Promiscuous proteins key to antibiotic resistance

(PhysOrg.com) -- The research, by molecular biologist Dr Wayne Patrick and two doctoral students, focuses on the role protein promiscuity plays in the adaptation of species to new environments – the crux of all life, as Darwin discovered more than 200 years ago.

Until a few years ago, the notion that proteins are promiscuous – or able to do jobs in addition to the ones they evolved to carry out – was controversial. "The text book view of proteins is that they are extremely specific, and not promiscuous at all," Dr Patrick says.

The new findings address a significant gap in the Darwinian model by showing that it is surprisingly easy for organisms to evolve novel functions. Dr Patrick, from the Institute of Natural Sciences, and PhD students Valerie Soo and Paulina Hanson-Manful, set out to gauge the extent to which a simple adaptive response – increased expression of a pre-existing gene – could impart new phenotypes [characteristics] on the laboratory bacterium, E. coli.

"We amplified and sped up the process of microbial evolution to find that promiscuity in proteins - when triggered by certain conditions - can result in increased resistance to a much wider range of antibiotics and toxins than previously thought," says Dr Patrick.
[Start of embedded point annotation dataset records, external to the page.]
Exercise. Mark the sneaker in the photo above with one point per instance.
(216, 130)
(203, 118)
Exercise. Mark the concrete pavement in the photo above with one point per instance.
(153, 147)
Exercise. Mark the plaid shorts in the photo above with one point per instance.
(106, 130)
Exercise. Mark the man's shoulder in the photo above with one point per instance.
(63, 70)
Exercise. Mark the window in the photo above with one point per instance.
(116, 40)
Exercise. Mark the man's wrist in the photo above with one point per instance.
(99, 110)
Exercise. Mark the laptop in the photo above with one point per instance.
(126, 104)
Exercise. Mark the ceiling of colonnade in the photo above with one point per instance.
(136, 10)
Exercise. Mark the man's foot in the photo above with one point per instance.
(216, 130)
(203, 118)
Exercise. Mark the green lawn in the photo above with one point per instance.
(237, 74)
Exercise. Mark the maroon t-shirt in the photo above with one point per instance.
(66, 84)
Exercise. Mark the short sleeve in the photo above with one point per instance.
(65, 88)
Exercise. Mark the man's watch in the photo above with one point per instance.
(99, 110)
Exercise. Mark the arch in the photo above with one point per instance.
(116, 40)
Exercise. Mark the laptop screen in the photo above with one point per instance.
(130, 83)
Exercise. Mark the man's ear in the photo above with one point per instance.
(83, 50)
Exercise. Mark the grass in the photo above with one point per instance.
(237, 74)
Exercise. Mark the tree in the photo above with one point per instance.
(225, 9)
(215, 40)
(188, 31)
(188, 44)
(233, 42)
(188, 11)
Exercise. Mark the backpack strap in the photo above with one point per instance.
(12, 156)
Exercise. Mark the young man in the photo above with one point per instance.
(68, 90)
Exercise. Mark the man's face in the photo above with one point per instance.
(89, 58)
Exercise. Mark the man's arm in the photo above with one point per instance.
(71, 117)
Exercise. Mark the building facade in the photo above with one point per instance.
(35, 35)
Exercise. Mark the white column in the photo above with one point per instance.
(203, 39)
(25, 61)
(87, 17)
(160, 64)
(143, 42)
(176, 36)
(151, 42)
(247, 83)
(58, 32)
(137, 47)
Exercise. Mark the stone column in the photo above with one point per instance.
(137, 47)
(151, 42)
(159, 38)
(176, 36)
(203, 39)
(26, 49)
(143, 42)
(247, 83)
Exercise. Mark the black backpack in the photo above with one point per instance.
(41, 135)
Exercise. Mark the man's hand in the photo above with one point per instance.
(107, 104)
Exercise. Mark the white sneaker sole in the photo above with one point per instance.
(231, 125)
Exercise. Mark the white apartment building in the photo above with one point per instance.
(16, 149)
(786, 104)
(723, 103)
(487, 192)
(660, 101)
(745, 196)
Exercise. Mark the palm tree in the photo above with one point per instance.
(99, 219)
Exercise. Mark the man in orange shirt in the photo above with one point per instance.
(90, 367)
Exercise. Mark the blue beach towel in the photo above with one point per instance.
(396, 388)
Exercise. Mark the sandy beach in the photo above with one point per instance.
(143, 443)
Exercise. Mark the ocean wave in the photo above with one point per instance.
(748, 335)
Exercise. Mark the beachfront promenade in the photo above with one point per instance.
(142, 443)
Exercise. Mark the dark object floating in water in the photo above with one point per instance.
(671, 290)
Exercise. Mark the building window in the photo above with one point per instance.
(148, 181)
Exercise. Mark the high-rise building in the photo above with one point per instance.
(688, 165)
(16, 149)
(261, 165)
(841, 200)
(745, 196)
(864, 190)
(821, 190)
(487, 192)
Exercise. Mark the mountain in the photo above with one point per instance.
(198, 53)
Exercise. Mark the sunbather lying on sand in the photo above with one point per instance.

The researchers exposed E. coli cells to 237 toxin-containing environments. They discovered 115 genes coding for promiscuous proteins that, when over-expressed, promote growth in 86 of these deadly environments. In the process they uncovered a range of proteins that have previously not been associated with drug or toxin resistance.

“Our experiments were by far the most comprehensive search for new routes to antibiotic resistance. While we focused on a non-pathogenic bacterium, we expect our high-throughput approach will prove useful for drug companies in the development of new antibiotics," Dr Patrick says. "By following our method, they will be able to predict whether promiscuous proteins will give rise to resistance – and therefore, whether their new antibiotic will be effective in the clinic for short or – hopefully – long periods."

The research findings have been published in the prestigious American science journal PNAS (Proceedings of the National Academy of Sciences).

Dr Patrick was last year named New Zealand’s Young Biotechnologist of the Year and was a finalist in the Science and Health category of the Bayer Innovators awards. Last year he signed a licensing agreement with a United States-based life sciences company, Enzymatics Inc, to commercialise a novel technology he created for a new form of enzyme critical for next generation DNA sequencing. The technology can be used to develop personalised medicines, as well as to improve diagnostics and to accelerate basic research.